Insieme ad Elena Bulfone, interverranno Silvia Martinuzzi, rappresentante di Arteventi, Elisabetta Gottardo, responsabile dell’Ufficio Cultura del Comune di Cividale del Friuli, con i saluti istituzionali di Giovanni Barillari, assessore alla Sanità del Comune di Udine, Moreno Lirutti, sindaco di Tavagnacco (Udine) e Daniela Bernardi, sindaca di Cividale del Friuli.
«Siamo sicuri – commenta Bulfone – che questa guida sarà solo la prima di una lunga serie. Il linguaggio semplice, infatti, è la chiave per accedere al sapere e alla conoscenza per tutti, non solo per le persone con autismo, ma anche per i bambini, gli anziani e gli stranieri che vogliano approfondire ed esplorare la bellezza della nostra lingua e del nostro patrimonio archeologico e turistico».
«Per quest’anno così difficile – aggiunge – in cui il Covid sta comandando le nostre esistenze, il nostro motto è Autism Pride, a caratterizzare l’orgoglio di essere autistici e di abbattere una dopo l’altra le barriere che incontriamo, spingendoci a dare sempre il meglio di noi stessi».

Progettoautismo FVG, del resto, non è nuova ai progetti sul linguaggio semplice, essendo infatti anche partner del progetto europeo SIMPL, che ha per capofila l’ENAIP Friuli Venezia Giulia e che ha visto la fattiva collaborazione tra alcune importanti Istituzioni europee che si occupano di autismo.

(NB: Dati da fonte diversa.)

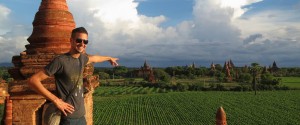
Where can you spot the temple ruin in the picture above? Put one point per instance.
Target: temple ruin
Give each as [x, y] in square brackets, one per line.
[50, 37]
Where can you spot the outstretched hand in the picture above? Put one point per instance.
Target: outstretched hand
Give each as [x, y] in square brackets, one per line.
[113, 61]
[63, 106]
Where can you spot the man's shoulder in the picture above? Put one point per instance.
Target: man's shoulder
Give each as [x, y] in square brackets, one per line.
[61, 57]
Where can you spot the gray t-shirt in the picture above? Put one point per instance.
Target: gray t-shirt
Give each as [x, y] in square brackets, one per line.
[67, 71]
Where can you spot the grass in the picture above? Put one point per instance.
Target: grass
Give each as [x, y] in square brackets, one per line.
[199, 108]
[292, 82]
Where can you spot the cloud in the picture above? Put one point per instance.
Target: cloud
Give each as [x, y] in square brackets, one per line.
[13, 42]
[218, 31]
[252, 38]
[4, 18]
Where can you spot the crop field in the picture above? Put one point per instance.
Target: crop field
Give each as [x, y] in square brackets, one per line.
[197, 108]
[292, 82]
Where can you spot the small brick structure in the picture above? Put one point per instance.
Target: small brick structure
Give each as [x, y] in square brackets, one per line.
[3, 91]
[52, 27]
[221, 117]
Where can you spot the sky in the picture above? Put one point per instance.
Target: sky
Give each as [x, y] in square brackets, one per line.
[171, 32]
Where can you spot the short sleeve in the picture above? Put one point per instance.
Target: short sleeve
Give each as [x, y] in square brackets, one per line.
[53, 67]
[85, 59]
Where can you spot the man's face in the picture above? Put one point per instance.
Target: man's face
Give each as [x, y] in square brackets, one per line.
[78, 42]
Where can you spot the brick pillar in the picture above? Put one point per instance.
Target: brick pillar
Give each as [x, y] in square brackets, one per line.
[25, 111]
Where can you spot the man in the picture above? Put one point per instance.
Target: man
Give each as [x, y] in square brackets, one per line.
[68, 72]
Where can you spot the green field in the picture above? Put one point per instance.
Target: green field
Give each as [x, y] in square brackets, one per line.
[292, 82]
[198, 108]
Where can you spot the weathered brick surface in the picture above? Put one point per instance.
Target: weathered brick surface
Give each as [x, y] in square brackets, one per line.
[50, 37]
[24, 111]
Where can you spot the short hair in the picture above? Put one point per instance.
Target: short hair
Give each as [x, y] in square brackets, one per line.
[78, 30]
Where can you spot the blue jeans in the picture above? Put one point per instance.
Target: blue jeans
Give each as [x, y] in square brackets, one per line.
[73, 121]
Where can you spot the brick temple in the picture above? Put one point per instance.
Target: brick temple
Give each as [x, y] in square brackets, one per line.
[52, 27]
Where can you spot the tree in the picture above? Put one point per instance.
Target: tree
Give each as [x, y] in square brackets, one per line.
[161, 75]
[255, 70]
[103, 75]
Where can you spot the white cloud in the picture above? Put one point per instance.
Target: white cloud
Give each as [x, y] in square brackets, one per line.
[4, 18]
[216, 33]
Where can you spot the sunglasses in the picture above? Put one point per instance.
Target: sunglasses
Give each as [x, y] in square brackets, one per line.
[78, 40]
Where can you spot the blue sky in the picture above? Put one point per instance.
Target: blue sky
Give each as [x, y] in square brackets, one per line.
[172, 32]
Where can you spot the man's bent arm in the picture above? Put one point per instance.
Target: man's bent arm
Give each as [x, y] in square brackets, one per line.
[97, 59]
[35, 83]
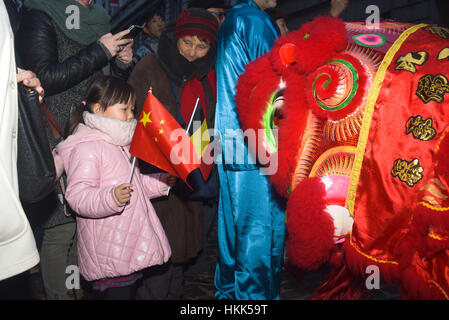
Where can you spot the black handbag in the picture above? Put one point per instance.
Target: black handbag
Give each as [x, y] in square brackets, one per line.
[35, 166]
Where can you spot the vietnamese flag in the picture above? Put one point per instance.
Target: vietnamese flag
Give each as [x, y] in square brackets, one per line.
[151, 141]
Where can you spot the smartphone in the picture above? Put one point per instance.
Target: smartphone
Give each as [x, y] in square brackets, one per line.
[134, 30]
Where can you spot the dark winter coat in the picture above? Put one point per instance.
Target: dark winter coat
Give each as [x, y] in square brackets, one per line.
[182, 220]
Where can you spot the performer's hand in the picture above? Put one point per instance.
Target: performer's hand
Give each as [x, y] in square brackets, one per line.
[337, 7]
[169, 179]
[123, 193]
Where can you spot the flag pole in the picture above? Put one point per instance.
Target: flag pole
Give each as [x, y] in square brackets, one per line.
[132, 170]
[193, 113]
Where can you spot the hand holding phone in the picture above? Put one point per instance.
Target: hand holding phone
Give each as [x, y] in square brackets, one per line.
[134, 30]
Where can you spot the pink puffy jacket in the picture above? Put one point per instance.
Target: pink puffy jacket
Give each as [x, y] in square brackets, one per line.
[113, 240]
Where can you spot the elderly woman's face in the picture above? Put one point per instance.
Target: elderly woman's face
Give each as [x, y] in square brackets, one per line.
[192, 48]
[155, 26]
[84, 3]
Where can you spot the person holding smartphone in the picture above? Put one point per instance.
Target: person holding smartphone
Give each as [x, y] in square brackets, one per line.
[66, 58]
[155, 25]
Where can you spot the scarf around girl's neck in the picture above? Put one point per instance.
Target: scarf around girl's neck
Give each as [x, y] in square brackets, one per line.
[94, 20]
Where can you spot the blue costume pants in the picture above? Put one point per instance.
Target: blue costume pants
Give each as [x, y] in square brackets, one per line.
[251, 232]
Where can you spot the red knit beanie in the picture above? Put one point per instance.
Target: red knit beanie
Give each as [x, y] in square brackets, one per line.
[197, 22]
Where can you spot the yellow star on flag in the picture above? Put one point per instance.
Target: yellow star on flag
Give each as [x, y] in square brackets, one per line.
[146, 119]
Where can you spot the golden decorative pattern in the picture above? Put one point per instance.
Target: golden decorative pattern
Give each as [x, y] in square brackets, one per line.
[432, 87]
[410, 60]
[419, 128]
[335, 161]
[439, 31]
[444, 54]
[368, 113]
[408, 172]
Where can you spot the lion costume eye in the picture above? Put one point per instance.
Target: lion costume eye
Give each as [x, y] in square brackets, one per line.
[271, 118]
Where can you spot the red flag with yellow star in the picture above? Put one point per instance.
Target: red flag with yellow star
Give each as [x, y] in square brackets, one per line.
[162, 142]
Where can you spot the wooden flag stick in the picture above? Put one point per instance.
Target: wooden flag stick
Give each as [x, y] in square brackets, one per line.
[193, 113]
[132, 170]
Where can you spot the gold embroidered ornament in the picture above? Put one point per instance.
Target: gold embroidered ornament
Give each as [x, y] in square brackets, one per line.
[432, 87]
[410, 60]
[420, 129]
[408, 172]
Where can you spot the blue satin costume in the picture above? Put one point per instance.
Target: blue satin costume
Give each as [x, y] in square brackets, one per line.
[251, 220]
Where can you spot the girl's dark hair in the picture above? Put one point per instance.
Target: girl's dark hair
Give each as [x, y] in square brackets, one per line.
[106, 91]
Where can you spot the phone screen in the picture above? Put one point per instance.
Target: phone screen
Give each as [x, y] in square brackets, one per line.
[134, 31]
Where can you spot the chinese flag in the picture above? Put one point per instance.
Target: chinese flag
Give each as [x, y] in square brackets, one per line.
[151, 141]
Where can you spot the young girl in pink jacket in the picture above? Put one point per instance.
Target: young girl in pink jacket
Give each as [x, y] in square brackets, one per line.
[119, 233]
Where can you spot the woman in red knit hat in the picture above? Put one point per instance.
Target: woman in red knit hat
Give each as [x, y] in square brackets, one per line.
[180, 72]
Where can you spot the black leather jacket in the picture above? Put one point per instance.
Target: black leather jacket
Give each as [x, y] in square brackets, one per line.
[37, 46]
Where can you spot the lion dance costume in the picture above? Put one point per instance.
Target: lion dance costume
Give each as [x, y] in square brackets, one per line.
[362, 122]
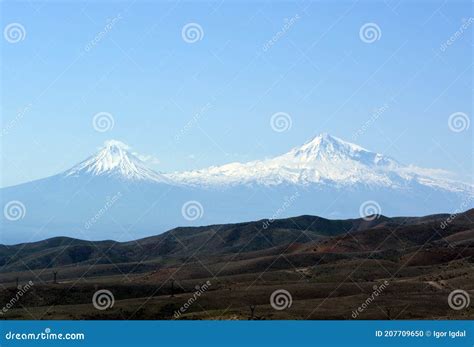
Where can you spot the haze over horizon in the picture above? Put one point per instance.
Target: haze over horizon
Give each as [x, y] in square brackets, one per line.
[186, 103]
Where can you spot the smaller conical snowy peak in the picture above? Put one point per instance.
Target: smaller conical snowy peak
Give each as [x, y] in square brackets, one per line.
[115, 159]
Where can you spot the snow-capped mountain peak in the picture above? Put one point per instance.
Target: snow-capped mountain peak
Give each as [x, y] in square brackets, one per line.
[114, 159]
[325, 147]
[325, 160]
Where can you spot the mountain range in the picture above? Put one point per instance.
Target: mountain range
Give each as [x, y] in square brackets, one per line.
[114, 195]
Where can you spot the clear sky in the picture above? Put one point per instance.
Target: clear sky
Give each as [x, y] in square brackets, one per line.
[194, 104]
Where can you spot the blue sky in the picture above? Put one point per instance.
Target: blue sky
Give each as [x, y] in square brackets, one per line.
[153, 83]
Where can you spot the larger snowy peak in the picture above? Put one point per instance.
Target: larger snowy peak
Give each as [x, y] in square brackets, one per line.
[324, 160]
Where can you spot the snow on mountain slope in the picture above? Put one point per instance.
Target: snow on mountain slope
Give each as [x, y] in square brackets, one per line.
[325, 160]
[115, 160]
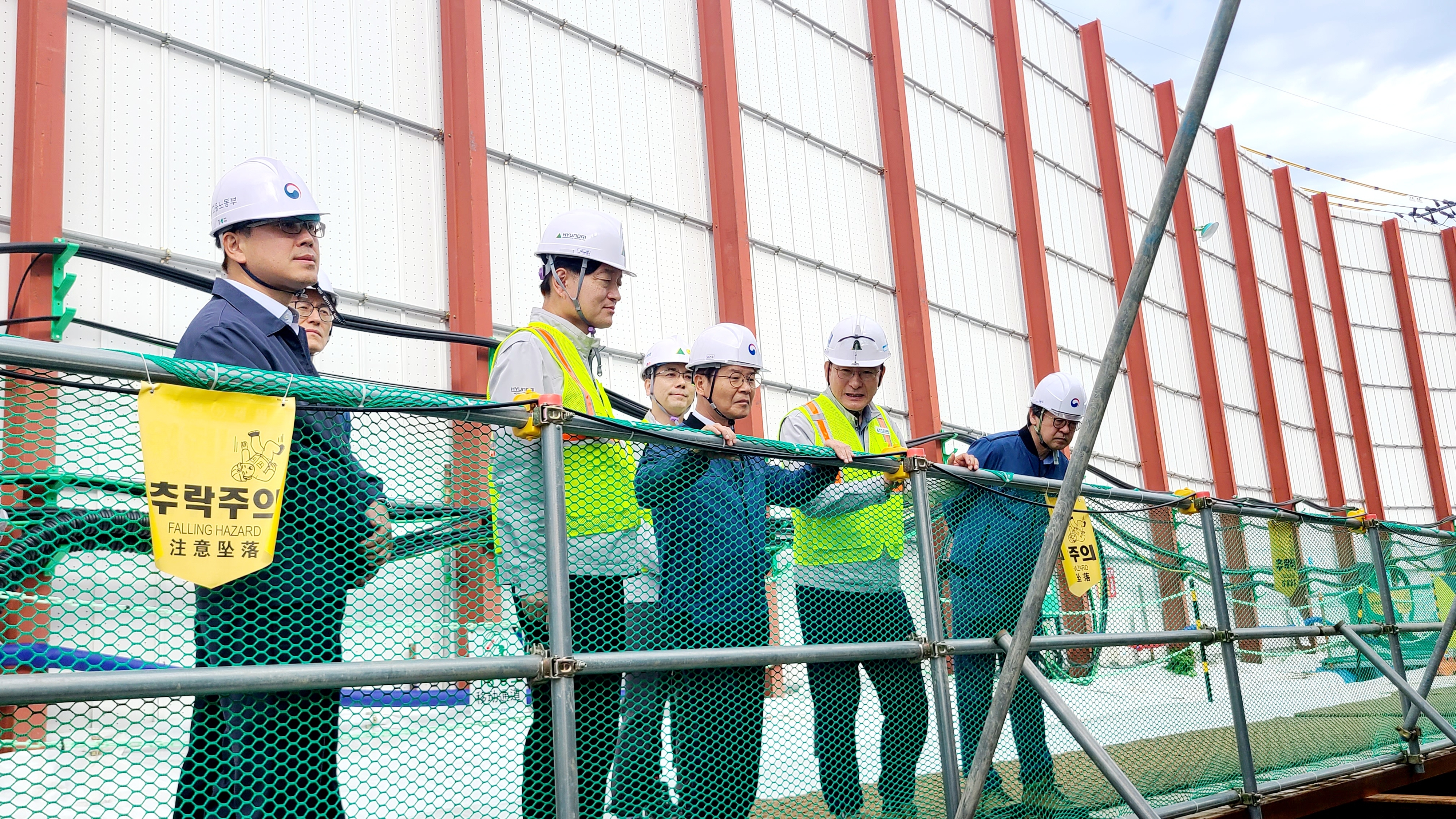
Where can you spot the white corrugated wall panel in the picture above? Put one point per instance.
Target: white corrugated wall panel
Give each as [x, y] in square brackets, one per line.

Tra le altre iniziative di questi giorni, da segnalare anche l’avvio, per la Fondazione friulana, di un nuovo sito internet, più accessibile e intuitivo di quello precedente, oltreché ricco di risorse e di informazioni. Esso ospiterà nei prossimi mesi anche blog tematici e podcast.
E infine, grazie alla collaborazione di alcuni Sindaci della Provincia di Udine, verranno illuminati di blu, il colore-simbolo dell’autismo, alcuni luoghi delle rispettive municipalità, tra cui quella di Tavagnacco, il Comune in cui ha sede la Fondazione, esattamente nella frazione di Feletto Umberto. (S.B.)